If you've been reading this blog longer than a few months, you can probably tell that my rants about "how much I hate academia and why I'm leaving" are falling off somewhat. It's true.
Now don't get me wrong - I still hate academia and I'm still leaving. :) I'm just feeling less angry about the whole thing, and more focused on what comes next and how to help the rest of you cope with the process of leaving.
And shoot, I'm just so happy to be not an academic anymore that I haven't been as motivated to write up long ranty posts against academia. Which is good. I need to look forward, not back.
That being said, I know that new readers show up here every few days through searches about hating academia ... and they may be at the stage where they could use some ranting that corresponds to how they're feeling. I may not be able to come up with fresh rants on a regular basis anymore, but I do have some pretty good anti-academia rants saved up from some old writing. Specifically, I have a series of "reasons that I hate academia," which my therapist encouraged me to write when I was first making the decision to leave and was struggling with my emotions. He suggested that I might find it helpful to do some writing about academia that was "just for me" in order to process not only my thoughts about what to do next - but my true, uncensored thoughts about what I was leaving behind - namely, academia.
So, I have these Word documents on my computer - a journal of sorts, which I used to help me sort through my anger toward academia. And they were tremendously helpful to write at the time. Immensely helpful. It felt so great to get everything out of my system, and to vent about how angry I was and how frustrated I was with all of the aspects of academia that I hated or found ridiculous.
So last week, I ran across the journal once again, and it occurred to me that some of the entries might be useful/amusing for people here to read. And since I'm going to be in and out of town quite a bit over the next couple of months (and then job-hunting again after the new year), I think that I might need some filler entries to post to keep this blog going until I find a new job.

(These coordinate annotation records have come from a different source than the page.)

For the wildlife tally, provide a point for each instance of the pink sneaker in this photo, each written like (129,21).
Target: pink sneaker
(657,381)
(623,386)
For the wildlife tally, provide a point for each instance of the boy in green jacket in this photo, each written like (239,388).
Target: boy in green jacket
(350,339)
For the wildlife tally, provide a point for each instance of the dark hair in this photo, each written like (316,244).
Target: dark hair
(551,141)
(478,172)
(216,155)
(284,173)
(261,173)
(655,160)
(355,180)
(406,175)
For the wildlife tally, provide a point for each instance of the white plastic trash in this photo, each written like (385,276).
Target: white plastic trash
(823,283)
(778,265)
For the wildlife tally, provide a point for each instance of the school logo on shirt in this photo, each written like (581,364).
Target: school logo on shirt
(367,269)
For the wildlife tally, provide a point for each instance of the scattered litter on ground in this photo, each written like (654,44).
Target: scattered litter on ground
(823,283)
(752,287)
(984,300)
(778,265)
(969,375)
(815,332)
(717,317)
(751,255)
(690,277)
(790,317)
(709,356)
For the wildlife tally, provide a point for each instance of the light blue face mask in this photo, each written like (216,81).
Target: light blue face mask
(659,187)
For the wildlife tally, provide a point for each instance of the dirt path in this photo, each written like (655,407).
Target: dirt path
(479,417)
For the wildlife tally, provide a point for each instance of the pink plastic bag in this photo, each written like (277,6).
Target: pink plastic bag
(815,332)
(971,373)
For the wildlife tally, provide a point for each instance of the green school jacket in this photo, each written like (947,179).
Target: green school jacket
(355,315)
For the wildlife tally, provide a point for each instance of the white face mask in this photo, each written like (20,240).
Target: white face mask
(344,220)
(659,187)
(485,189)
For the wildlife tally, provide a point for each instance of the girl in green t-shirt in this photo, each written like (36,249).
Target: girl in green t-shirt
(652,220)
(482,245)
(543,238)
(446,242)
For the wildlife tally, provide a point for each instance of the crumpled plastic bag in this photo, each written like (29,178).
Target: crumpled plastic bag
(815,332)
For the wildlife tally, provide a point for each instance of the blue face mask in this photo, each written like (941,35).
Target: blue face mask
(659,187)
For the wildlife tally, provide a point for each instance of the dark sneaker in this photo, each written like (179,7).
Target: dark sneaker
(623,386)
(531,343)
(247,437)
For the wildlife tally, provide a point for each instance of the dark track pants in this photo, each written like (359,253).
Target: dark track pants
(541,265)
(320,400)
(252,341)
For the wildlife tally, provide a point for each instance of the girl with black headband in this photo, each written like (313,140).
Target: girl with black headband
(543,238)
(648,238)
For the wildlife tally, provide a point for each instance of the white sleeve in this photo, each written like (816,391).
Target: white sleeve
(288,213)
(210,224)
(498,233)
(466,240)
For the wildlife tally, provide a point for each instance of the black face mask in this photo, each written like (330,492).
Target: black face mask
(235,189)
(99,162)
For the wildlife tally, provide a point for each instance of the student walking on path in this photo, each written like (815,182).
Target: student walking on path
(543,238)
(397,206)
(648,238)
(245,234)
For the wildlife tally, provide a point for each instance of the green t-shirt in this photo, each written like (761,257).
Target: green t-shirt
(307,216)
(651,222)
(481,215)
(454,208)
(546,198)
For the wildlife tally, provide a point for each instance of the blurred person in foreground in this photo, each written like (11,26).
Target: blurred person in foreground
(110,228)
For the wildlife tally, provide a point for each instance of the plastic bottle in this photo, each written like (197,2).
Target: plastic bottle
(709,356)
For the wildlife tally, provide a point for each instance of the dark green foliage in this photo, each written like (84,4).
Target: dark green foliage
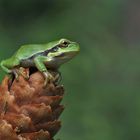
(102,83)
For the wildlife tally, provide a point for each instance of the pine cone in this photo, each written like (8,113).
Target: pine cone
(28,111)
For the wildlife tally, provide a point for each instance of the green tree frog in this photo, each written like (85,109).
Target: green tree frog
(42,56)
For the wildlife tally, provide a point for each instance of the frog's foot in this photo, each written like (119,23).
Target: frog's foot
(57,78)
(48,78)
(15,73)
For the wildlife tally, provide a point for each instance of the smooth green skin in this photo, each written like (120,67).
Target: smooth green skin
(53,59)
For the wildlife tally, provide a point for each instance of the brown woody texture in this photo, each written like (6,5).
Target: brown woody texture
(28,111)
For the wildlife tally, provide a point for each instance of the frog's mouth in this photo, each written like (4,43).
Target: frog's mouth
(66,55)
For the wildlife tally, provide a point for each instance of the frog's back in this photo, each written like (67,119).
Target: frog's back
(27,51)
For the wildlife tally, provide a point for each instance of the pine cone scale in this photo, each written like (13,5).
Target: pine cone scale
(28,111)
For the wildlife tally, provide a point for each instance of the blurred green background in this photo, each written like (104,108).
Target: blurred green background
(103,83)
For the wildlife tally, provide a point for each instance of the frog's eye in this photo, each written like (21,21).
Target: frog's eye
(55,49)
(64,43)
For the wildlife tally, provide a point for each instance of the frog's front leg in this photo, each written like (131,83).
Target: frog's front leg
(5,68)
(40,64)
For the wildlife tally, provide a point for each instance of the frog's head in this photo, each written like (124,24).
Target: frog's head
(63,50)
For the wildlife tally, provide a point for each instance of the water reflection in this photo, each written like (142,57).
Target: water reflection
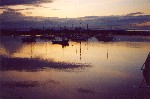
(94,69)
(146,72)
(28,84)
(35,64)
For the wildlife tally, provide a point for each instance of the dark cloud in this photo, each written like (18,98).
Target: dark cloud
(23,2)
(135,13)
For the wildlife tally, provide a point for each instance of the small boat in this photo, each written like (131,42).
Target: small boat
(29,39)
(79,38)
(46,36)
(62,41)
(105,38)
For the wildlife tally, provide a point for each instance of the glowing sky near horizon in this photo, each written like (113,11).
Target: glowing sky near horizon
(81,8)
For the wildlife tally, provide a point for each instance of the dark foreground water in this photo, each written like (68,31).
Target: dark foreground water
(86,70)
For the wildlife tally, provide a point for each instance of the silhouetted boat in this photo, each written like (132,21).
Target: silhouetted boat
(46,36)
(79,38)
(62,41)
(29,39)
(105,38)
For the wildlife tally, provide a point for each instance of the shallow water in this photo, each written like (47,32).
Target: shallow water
(82,70)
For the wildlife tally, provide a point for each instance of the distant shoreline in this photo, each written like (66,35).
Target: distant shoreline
(67,32)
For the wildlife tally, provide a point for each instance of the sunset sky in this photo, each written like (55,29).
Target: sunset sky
(76,8)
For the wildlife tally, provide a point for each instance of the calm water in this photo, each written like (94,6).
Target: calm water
(86,70)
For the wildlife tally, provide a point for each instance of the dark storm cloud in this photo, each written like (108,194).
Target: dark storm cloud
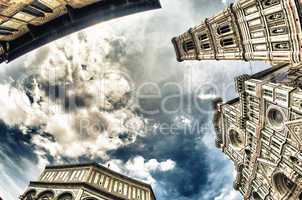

So, I think that what I'll do every now and then over the next few months, when I'm too busy or unmotivated to post, is to copy and paste some of those postacademic rants here. I think some of you might find them amusing or even helpful in processing your emotions (if you're still feeling the anger yourself). I'm currently out of town until the middle of next week, but I wanted to put up a new post for you to chew on. So I'll post the first one tomorrow ... and perhaps some more the next time I'm traveling or unmotivated to write a new post.
Importantly, though ... I want to stress that I'm not still feeling this negative and angry. I'm definitely not still stewing away at academia like I was at the beginning. I have my moments, sure - it's hard not to when things like this or this happen - but they're few and far between these days.
However, I know a lot of you might be still feeling the anger. So these rants are for you. I'll set the first one to post tomorrow (since I'm heading out of town today until the middle of next week), and I'll post others over the next few months during times when I don't have time or motivation to write anything more succinct. Hopefully they will make you laugh or help you realize that you aren't alone.
Now, a big disclaimer before the first one posts - I did not censor myself in writing for my therapist, so the language is cruder and there is a lot of cursing. I'm not going to edit them, since I'd like to preserve the raw emotion, so the cursing will remain. I'll put the bulk of the posts behind page jumps, though, so that you can make sure your browser won't be covered with F-bombs in case your boss or advisor happens to walk by just as you're loading my blog. :)
So, this will be a new, if infrequent, series. The first one will post tomorrow. Have a great weekend!